At present, the only supported backend is GGML, but this is expected to change in the future.

Example

use std::io::Write;
use llm::Model;

// load a GGML model from disk
let llama = llm::load::<llm::models::Llama>(
    // path to GGML file
    std::path::Path::new("/path/to/model"),
    // llm::ModelParameters
    Default::default(),
    // load progress callback
    llm::load_progress_callback_stdout
)
.unwrap_or_else(|err| panic!("Failed to load model: {err}"));

// use the model to generate text from a prompt
let mut session = llama.start_session(Default::default());
let res = session.infer::<std::convert::Infallible>(
    // model to use for text generation
    &llama,
    // randomness provider
    &mut rand::thread_rng(),
    // the prompt to use for text generation, as well as other
    // inference parameters
    &llm::InferenceRequest {
        prompt: "Rust is a cool programming language because",
        ..Default::default()
    },
    // llm::OutputRequest
    &mut Default::default(),
    // output callback
    |t| {
        print!("{t}");
        std::io::stdout().flush().unwrap();

        Ok(())
    }
);

match res {
    Ok(result) => println!("\n\nInference stats:\n{result}"),
    Err(err) => println!("\n{err}"),
}

Modules

ggml_format
Loading and saving of GGML files.
models
All available models.

Structs

InferenceParameters
The parameters for text generation.
InferenceRequest
Settings specific to InferenceSession::infer.
InferenceSession
An inference session represents the state of the text generation.

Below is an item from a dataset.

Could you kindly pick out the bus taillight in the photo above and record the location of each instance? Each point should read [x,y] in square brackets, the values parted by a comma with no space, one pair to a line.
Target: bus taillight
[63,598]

This holds the full context window, as well as several additional parameters used during sampling.
InferenceSessionConfig
Configuration for an inference session.
InferenceSnapshot
A serializable snapshot of the inference process. Can be restored by calling InferenceSession::from_snapshot.
Loader
A GGML format loader for LLMs.
ModelParameters
Parameters for tuning model instances
OutputRequest
Used in a call to Model::evaluate or InferenceSession::infer to request information from the model. If a value is set to Some, the Vec will be cleared, resized, and filled with the related data.
TokenBias
A list of tokens to bias during the process of inferencing.
TokenUtf8Buffer
Used to buffer incoming tokens until they produce a valid string of UTF-8 text.
UnsupportedModelArchitecture
An unsupported model architecture was specified.
Vocabulary
The vocabulary used by a model.

Enums

ElementType
The type of a value in ggml.
FileType
How the tensors are stored in GGML LLM models.
InferenceError
Errors encountered during the inference process.
LoadError
Errors encountered during the loading process.
LoadProgress
Each variant represents a step within the process of loading the model. These can be used to report progress to the user.
ModelArchitecture
All available model architectures.
ModelKVMemoryType
Allowed types for the model memory K/V tensors.
QuantizeError
Errors encountered during the quantization process.
QuantizeProgress
Progress of quantization.
SnapshotError
Errors encountered during the snapshot process.

Traits

KnownModel
Interfaces for creating and interacting with a large language model with a known type of hyperparameters.
Model
A type-erased model to allow for interacting with a model without knowing its hyperparameters.

Functions

load
Load a GGML model from the path and configure it per the params. The status of the loading process will be reported through load_progress_callback.
load_dynamic
A helper function that loads the specified model from disk using an architecture specified at runtime.
load_progress_callback_stdout
A implementation for load_progress_callback that outputs to stdout.
quantize
Quantizes a model.

Type Definitions

TokenId
The identifier of a token in a vocabulary.